From: Gautham R Shenoy <ego@in.ibm.com>
To: Ingo Molnar <mingo@elte.hu>
Cc: Jiri Slaby <jirislaby@gmail.com>,
linux-kernel@vger.kernel.org,
Linux-pm mailing list <linux-pm@lists.linux-foundation.org>,
Andrew Morton <akpm@linux-foundation.org>,
Arjan van de Ven <arjan@linux.intel.com>,
Thomas Gleixner <tglx@linutronix.de>
Subject: Re: broken suspend (sched related) [Was: 2.6.24-rc4-mm1]
Date: Mon, 10 Dec 2007 16:38:18 +0530 [thread overview]
Message-ID: <20071210110818.GC12880@in.ibm.com> (raw)

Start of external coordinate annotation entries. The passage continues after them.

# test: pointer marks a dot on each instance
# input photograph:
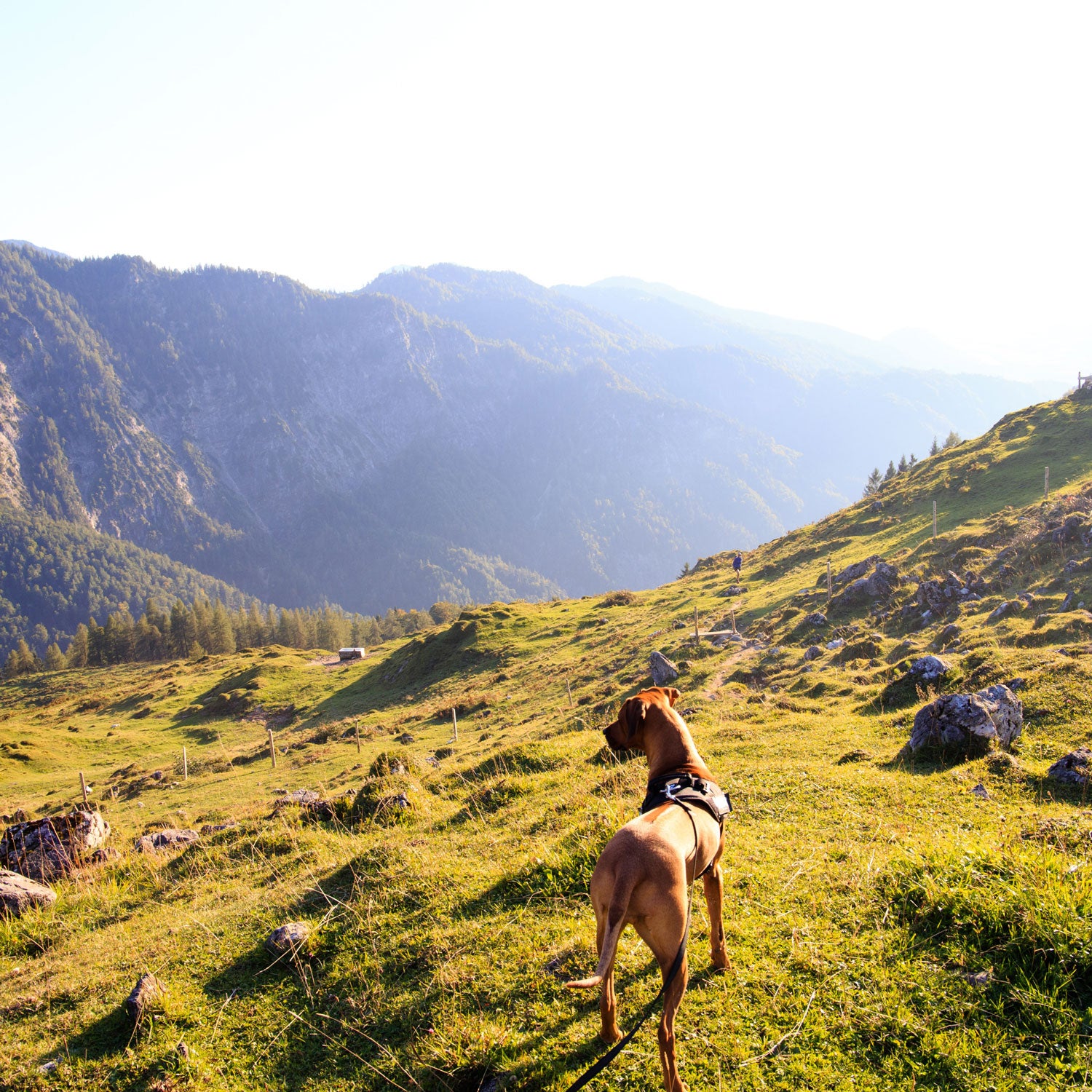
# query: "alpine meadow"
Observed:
(314, 606)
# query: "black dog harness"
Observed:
(688, 792)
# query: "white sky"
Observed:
(869, 165)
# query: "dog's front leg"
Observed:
(713, 882)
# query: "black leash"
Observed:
(617, 1048)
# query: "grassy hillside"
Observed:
(901, 930)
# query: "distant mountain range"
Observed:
(443, 434)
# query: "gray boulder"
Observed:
(146, 994)
(969, 723)
(856, 570)
(45, 849)
(1074, 769)
(878, 585)
(17, 893)
(288, 937)
(662, 670)
(928, 668)
(170, 839)
(1002, 609)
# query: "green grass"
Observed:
(935, 939)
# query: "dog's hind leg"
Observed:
(713, 882)
(664, 941)
(609, 1004)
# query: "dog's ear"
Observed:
(633, 714)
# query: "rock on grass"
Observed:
(1074, 769)
(17, 893)
(968, 723)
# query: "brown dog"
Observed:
(642, 877)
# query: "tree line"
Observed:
(877, 480)
(203, 627)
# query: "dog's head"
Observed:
(627, 733)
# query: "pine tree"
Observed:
(76, 654)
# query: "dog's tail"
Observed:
(616, 922)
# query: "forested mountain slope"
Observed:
(895, 917)
(443, 435)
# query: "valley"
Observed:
(895, 919)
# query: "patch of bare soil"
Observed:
(727, 666)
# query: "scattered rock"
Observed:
(855, 756)
(969, 723)
(297, 796)
(1009, 606)
(1074, 769)
(928, 668)
(45, 849)
(662, 670)
(288, 937)
(1002, 762)
(879, 585)
(170, 839)
(943, 594)
(17, 893)
(146, 994)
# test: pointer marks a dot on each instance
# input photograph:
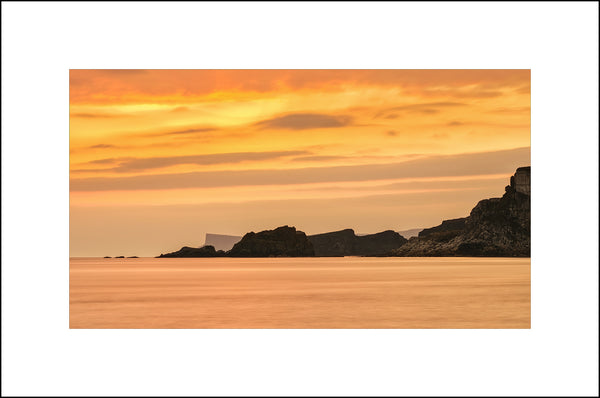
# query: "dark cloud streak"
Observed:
(434, 166)
(302, 121)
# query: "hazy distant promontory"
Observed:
(347, 243)
(221, 242)
(496, 227)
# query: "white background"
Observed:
(41, 41)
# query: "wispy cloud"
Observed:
(433, 166)
(142, 164)
(427, 108)
(302, 121)
(318, 158)
(189, 131)
(89, 115)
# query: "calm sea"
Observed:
(348, 292)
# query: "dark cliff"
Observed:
(347, 243)
(281, 242)
(497, 227)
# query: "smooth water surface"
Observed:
(348, 292)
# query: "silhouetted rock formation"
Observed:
(221, 242)
(204, 251)
(347, 243)
(497, 227)
(281, 242)
(408, 233)
(457, 224)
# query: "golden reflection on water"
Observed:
(289, 293)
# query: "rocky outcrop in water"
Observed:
(497, 227)
(204, 251)
(221, 242)
(347, 243)
(281, 242)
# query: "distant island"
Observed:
(496, 227)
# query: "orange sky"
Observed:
(160, 157)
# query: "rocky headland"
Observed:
(281, 242)
(496, 227)
(347, 243)
(204, 251)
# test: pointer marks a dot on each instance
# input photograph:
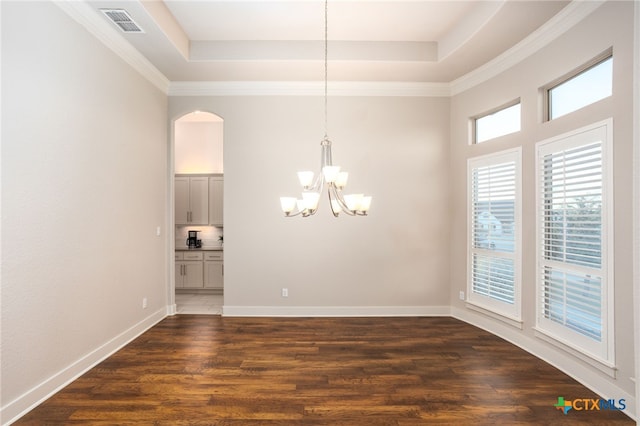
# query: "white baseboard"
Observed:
(17, 408)
(586, 375)
(335, 311)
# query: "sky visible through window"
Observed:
(499, 123)
(584, 89)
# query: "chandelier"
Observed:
(330, 176)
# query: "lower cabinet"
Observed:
(200, 269)
(189, 271)
(213, 270)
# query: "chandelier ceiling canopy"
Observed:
(330, 176)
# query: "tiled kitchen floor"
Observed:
(210, 304)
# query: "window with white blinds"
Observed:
(494, 233)
(574, 290)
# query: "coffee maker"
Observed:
(193, 241)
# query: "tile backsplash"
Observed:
(208, 234)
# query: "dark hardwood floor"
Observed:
(209, 370)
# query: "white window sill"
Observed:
(604, 366)
(512, 321)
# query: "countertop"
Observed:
(213, 248)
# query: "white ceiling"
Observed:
(369, 40)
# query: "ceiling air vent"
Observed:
(121, 18)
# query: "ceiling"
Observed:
(369, 41)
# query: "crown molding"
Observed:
(307, 88)
(572, 14)
(558, 25)
(82, 13)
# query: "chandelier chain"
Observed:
(326, 73)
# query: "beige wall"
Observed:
(393, 261)
(84, 168)
(611, 25)
(85, 179)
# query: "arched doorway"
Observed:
(198, 225)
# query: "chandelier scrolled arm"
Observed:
(330, 175)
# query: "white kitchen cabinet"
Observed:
(189, 270)
(213, 270)
(216, 188)
(191, 200)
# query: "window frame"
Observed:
(546, 90)
(511, 314)
(603, 352)
(473, 122)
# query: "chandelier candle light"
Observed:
(330, 175)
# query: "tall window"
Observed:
(494, 237)
(574, 203)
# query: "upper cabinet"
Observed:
(192, 200)
(216, 185)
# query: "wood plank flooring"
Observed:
(210, 370)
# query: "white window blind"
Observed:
(494, 183)
(573, 292)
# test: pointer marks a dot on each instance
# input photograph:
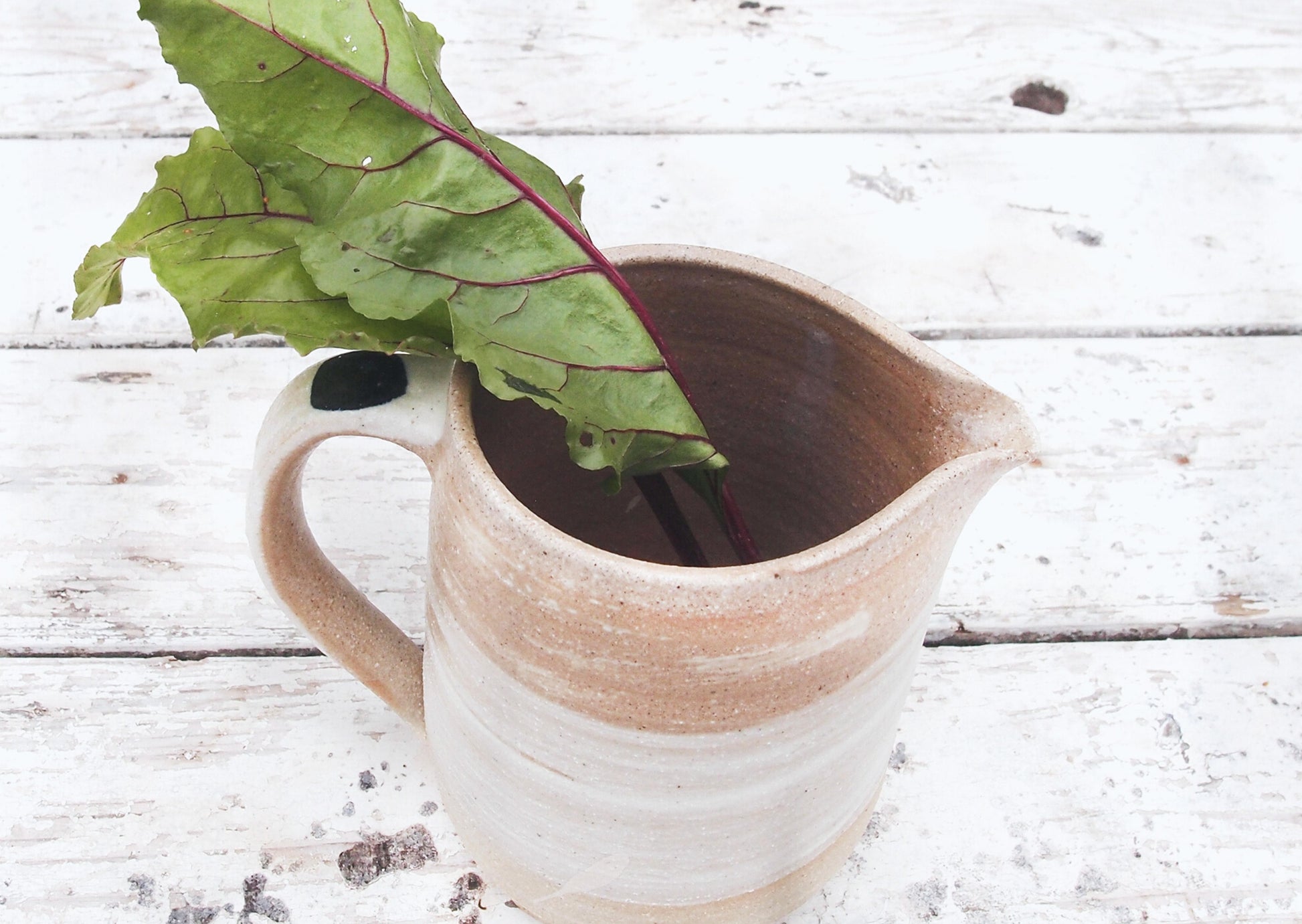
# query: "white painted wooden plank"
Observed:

In-Reply-To: <20071210102157.GB31103@elte.hu>
On Mon, Dec 10, 2007 at 11:21:57AM +0100, Ingo Molnar wrote:
>
> * Gautham R Shenoy <ego@in.ibm.com> wrote:
>
> > > i'm wondering, what's the proper CPU-hotplug safe sequence here
> > > then? I'm picking a CPU number from cpu_online_map, and that CPU
> > > could go away while i'm still using it, right? What's saving us
> > > here?
> >
> > In this particular case, we are trying to see if any task on a
> > particular cpu has not been scheduled for a really long time. If we do
> > this check on a cpu which has gone offline, then a) If the tasks have
> > not been migrated on to another cpu yet, we will still perform that
> > check and yell if something has been holding any task for a
> > sufficiently long time. b) If the tasks have been migrated off, then
> > we have nothing to check.
>
> say we've got 100 CPUs, so we've got 100 watchdog tasks running - one
> for each CPU. Checking for hung tasks is a global operation not a
> per-CPU operation (we iterate over the global tasklist), hence only one
> CPU should really be calling this function. That online-cpus logic
> achieves this by picking a single CPU. Perhaps it would be better to
> keep a hung_task_checker_cpu variable that is driven from a
> CPU-hotplug-down notifier? That way if a CPU is brought down we can
> update hung_task_checker_cpu to another, still-online CPU. (this would
> also be faster, because event-driven)
Do you mean something like this?
From: Gautham R Shenoy <ego@in.ibm.com>
softlockup: update check_cpu during cpu-hotplug
Update the check_cpu value during a cpu-hotplug operation
so that we don't check for hung tasks on a cpu which is about
to go offline.
Signed-off-by: Gautham R Shenoy <ego@in.ibm.com>
Cc: Ingo Molnar <mingo@elte.hu>
Cc: Thomas Gleixner <tglx@linuxtronix.de>
Cc: Jiri Slaby <jirislaby@gmail.com>
---
kernel/softlockup.c | 14 ++++++++++++--
1 files changed, 12 insertions(+), 2 deletions(-)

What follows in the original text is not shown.